The reported issue was simple and dangerous: Spaceship discovered a file path with upsearch, then interpolated that path directly into inline Python, Ruby, or Node source passed through -c, -e, or -p. A malicious directory name containing a single quote could break out of the string literal and execute arbitrary code during prompt rendering.

That meant a victim did not need to run a script from the repository. In the vulnerable paths, a passive cd into a directory containing package.json, pubspec.yaml, or similar project files was enough to trigger the bug.

The vulnerable pattern

Before the fix, several extractor helpers embedded the file path directly into the interpreter source string:

lib/extract.zsh
spaceship::extract::python json "json.load(open('$file'))" "$@"
spaceship::extract::ruby 'json' "JSON::load(File.read('$file'))" "$@"
node -p "['${(j|','|)keys}'].map(s => s.split('.').reduce((obj, key) => obj[key], require('./$file'))).find(Boolean)"

That approach is safe only if the path is fully trusted and already escaped for the target interpreter. Here it was neither.

Example trigger

The reported proof of concept used a directory name like this:

foo'+`id>PWNED`+'

With a package.json inside that directory, the Ruby JSON path could evaluate into a command like this:

JSON::load(File.read('/tmp/project/foo'+`id>PWNED`+'/package.json'))

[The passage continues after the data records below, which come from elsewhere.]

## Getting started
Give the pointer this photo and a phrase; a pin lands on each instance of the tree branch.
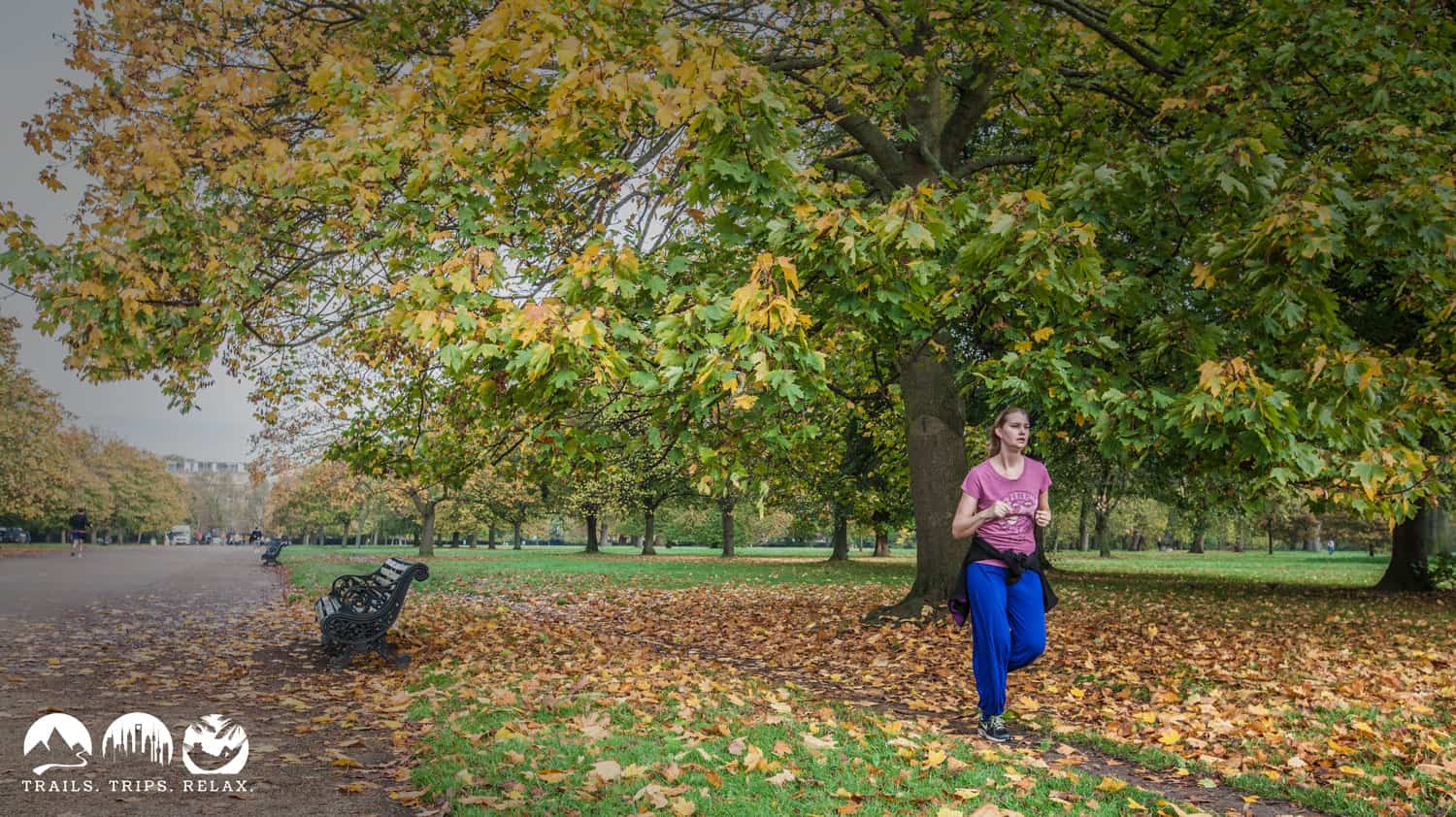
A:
(970, 107)
(1095, 20)
(976, 165)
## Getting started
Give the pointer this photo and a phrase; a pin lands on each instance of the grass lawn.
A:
(1281, 567)
(1277, 674)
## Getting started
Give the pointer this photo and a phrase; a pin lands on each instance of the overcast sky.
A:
(31, 61)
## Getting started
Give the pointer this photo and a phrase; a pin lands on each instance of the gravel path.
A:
(178, 634)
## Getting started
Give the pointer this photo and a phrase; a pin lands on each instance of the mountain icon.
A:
(58, 732)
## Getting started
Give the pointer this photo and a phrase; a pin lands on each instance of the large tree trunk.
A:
(648, 525)
(427, 528)
(1085, 525)
(841, 540)
(935, 444)
(1104, 545)
(593, 545)
(1409, 548)
(725, 513)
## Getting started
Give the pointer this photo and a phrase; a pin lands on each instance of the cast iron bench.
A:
(271, 554)
(358, 609)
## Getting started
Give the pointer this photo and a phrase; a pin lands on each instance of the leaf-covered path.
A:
(178, 633)
(1344, 692)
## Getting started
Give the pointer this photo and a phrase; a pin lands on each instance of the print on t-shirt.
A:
(1022, 505)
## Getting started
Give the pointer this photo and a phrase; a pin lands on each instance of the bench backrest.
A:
(381, 590)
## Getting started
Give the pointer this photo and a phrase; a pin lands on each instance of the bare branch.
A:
(976, 165)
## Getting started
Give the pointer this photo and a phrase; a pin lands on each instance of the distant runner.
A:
(79, 526)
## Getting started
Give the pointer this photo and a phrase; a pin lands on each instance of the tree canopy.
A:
(1181, 229)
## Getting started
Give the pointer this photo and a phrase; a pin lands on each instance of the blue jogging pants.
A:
(1008, 630)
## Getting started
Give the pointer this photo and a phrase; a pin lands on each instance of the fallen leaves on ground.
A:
(1313, 688)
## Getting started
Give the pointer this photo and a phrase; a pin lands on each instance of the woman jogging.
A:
(1001, 586)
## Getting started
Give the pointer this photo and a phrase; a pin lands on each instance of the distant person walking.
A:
(79, 526)
(1001, 586)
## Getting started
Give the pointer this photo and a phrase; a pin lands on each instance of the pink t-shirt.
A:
(1016, 531)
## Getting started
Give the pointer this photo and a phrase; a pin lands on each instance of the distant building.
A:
(188, 470)
(221, 494)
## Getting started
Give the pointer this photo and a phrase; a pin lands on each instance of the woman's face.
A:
(1013, 432)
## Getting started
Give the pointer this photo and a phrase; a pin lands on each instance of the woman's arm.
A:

The shell command inside the Ruby backticks runs while Ruby evaluates the argument. File.read still fails afterward, but the command already executed.

In practice, this could happen through the package section:

local package_json=$(spaceship::upsearch package.json) || return
local package_version="$(spaceship::extract --json "$package_json" version)"

If jq or yq were not selected first, Spaceship could fall back to Ruby, Python, or Node and hit the vulnerable code path.

The fix

The mitigation is to keep the file path out of interpreter source strings entirely. Instead of interpolating $file, Spaceship now passes the path as a positional argument and reads it from argv inside the interpreter:

lib/extract.zsh
spaceship::extract::python json "json.load(open(sys.argv[1]))" "$file" "$@"
spaceship::extract::ruby 'json' "JSON::load(File.read(ARGV[0]))" "$file" "$@"
node -p "['${(j|','|)keys}'].map(s => s.split('.').reduce((obj, key) => obj[key], require(require('path').resolve(process.argv[1])))).find(Boolean)" -- "$file" 2>/dev/null

This makes the filename data, not code.

The patch also hardens the Ruby YAML path:

spaceship::extract::ruby 'yaml' "YAML.safe_load(File.read(ARGV[0]))" "$file" "$@"

That replaces YAML::load_file(...), which can deserialize arbitrary Ruby objects on older Ruby/Psych combinations.

Finally, the package section now quotes the file path when it calls spaceship::extract, which avoids zsh splitting paths that contain spaces before they ever reach the hardened extractor.

What this changes for users

No configuration changes are required.

Regression coverage

Security fixes are most useful when they stay fixed. This change set keeps the interpreter boundary explicit and adds tests around the exact data flow that was previously exploitable.

Acknowledgments

Thanks to Trey Keown for responsibly disclosing this issue, providing a proof of concept and a patch, and working with us to get it fixed.